I sustained new bruises from carrying the equipment each week and they make my already-horrible-looking legs look even more unsightly. And there was a nasty one too when my left rib rammed into the boom after the rig was catapulted by the wind.

All that failure was disheartening, to say the least...
And it felt awful to feel disconnected with friends whom you were great with once upon a time too.


But I'm not quite ready to give up on windsurfing yet.

It's given me some of my best friends in and out of university, and helped me form a sense of self-identity I never had prior to getting acquainted with it. Through it, I got a taste of what it feels like to win a competition after putting in much sweat and effort (literally, physically) for the first time in my life. Victory was sweet, with strong hints of saltiness. I think it'll take me a long time to forget how I clambered back to shore, exhausted, but relieved and the hug I gave to my mentor, after ending a few rounds of nail-biting races.


And so, I'm desperately trying to make up for all that self-induced lost time now.


To kick-start things, I signed up for the basic instructor course when I got an invite in mid-February. We had to pay a handsome fee for it (in addition to the other requirements), and that's my expensive  reminder to stay committed this time round. It helped that school's nearly over when I attended the lessons.
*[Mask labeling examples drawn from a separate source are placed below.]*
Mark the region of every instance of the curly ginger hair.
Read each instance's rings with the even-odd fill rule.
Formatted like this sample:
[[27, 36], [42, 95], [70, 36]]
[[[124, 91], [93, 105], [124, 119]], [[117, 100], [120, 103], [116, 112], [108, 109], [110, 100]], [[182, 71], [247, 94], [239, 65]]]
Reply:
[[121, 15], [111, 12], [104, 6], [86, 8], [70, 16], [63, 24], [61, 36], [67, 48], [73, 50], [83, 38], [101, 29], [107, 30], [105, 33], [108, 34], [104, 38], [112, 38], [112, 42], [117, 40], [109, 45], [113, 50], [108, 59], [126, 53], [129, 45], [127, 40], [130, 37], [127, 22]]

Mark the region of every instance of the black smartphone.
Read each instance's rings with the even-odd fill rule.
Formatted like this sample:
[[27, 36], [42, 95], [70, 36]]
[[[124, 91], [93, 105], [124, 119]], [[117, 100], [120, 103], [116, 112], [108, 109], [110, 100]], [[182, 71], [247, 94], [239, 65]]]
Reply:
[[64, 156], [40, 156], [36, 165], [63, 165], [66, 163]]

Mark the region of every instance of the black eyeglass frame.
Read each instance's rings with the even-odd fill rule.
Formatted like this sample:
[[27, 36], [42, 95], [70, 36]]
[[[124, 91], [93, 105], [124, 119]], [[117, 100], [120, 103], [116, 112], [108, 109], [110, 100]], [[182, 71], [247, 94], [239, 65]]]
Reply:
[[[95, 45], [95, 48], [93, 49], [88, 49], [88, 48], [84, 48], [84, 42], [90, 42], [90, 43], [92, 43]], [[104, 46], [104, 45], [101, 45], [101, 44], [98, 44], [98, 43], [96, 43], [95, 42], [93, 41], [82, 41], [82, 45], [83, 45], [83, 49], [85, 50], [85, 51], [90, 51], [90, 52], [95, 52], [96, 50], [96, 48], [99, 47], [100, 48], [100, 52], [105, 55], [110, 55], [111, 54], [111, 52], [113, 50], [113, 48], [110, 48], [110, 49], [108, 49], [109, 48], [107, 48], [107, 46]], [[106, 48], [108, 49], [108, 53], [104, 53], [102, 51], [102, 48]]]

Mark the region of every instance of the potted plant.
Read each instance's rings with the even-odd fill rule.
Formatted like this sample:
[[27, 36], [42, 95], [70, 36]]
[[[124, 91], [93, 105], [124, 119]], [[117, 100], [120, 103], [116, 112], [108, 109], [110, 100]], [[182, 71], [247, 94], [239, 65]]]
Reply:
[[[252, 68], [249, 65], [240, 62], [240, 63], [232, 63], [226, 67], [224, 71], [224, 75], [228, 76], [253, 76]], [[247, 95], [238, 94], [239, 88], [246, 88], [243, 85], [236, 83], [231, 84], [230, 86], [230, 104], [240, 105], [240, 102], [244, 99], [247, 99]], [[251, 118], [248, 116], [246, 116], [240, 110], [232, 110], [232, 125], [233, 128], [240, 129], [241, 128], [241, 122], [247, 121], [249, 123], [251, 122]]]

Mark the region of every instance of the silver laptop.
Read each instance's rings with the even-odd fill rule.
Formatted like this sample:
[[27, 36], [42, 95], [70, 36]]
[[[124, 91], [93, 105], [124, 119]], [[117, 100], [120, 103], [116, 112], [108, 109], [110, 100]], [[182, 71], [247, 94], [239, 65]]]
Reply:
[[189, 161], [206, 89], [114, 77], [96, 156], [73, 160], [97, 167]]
Over the past few consecutive weekends as the lessons were being run, I tried to squeeze in a bit of surfing whenever it was time for breaks from the lessons. As luck would have it, the wind's been blowing rather nicely (by Singapore's standards); we even had a sunny South-West on one fine Saturday! It's rare to have the wind and sun appearing at the same time because good winds usually imply impending storms. So, that's a good sign!

After putting some consistency in place, I'm slowly (but surely) getting used to the equipment and the elements again. I've been regaining my sense of balance and a bit of that strength needed for holding onto the rig while it's up, and I can do (chicken) tacks and gybes without falling into the water most of the time now (at least for light wind conditions!). Progress for beach starting is slow, but I think I've somehow felt what the 'correct version' should feel like. Chubs also pointed out my mistakes so I'm looking forward to work on them again soon.

Honestly, I know that I still have a long way to go on this path and that there'll be so many more problems to face in future. But I'm ready to make a commitment for the first time in a long while, so AJ, make it work man!


ps. No new bruises sustained over the last weekend. Another good sign, surely!